Complètement. Les Saoudiens étaient en retard en raison de la structure étatique d’organisation du sport. Ils ont eu des problèmes pour réformer le système. Ils n’ont donc pas pu se mettre dans le sillage de Doha ou d’Abu Dhabi. Aujourd’hui, pour rattraper leur retard, ils sont en train de renverser la table. Ils veulent rompre l’hégémonie européenne. Le niveau du championnat saoudien, en fait, est déjà bon. Les joueurs locaux sont d’un très bon niveau. La ligue des champions asiatique est régulièrement gagnée par le club saoudien d’Al-Hilal (NDLR: vainqueur en 2019 et 2020, finaliste malheureux en 2017 et 2022). Leur handicap était qu’ils restaient dans leur ligue afin d’être toujours à la disposition de la sélection nationale et de l’Etat. En plus, ils gagnent mieux leur vie qu’en Europe, notamment par l’absence d’impôts, même si ce principe commence à être revu. L’émulation avec les nouveaux joueurs venus d’Europe contribuera à améliorer encore leur talent.
Quel a été le déclic pour la mise en œuvre de cette politique?
Après la Coupe du monde 2022 au Qatar, est venu le moment de l’Arabie saoudite. L’objectif final est d’obtenir l’organisation de grands événements. Avec le Qatar, elle est le seul Etat de la région à vouloir prendre en charge ces événements de masse. Les Saoudiens investissent dans le sport, dont le football, dans cette optique. On m’a toujours dit dans les ministères qu’ils veulent tout. Pour eux, il n’y a pas de limite. On le voit avec le feu vert donné à la tenue des Jeux asiatiques d’hiver à la ville de Neom, en 2029, dont la construction n’est pas encore terminée. Il s’agit donc de montrer aux opérateurs de l’industrie du sport et du divertissement qu’ils sont capables d’aller très loin pour devenir un acteur important du secteur.
Cette stratégie s’inscrit-elle dans une rivalité avec le Qatar et les Emirats arabes unis?

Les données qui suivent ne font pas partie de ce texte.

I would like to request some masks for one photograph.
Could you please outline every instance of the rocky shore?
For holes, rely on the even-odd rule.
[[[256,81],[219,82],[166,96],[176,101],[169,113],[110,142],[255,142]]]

Je ne l’inscrirais pas dans ce cadre. Les voir s’affronter est une idée surtout véhiculée en Europe. La politique de l’Arabie saoudite est centrée sur son agenda, à l’aune de son programme de réformes économiques. Les politiques des Etats du Golfe ne suivent pas du tout les mêmes cheminements ni ne poursuivent les mêmes objectifs. La concurrence n’est pas aussi intense. Elle l’a été au moment où le Qatar a obtenu l’organisation du Mondial 2022. On est passé là dans une autre dimension sportive, quittant le terrain pour entrer dans le domaine politique. Le Qatar voulait s’affirmer hors de l’ordre établi par l’Arabie saoudite et les Emirats arabes unis. De quoi déplaire aux Saoudiens. Quand la réalité du Mondial 2022 qatari s’est imposée, les tensions sont retombées.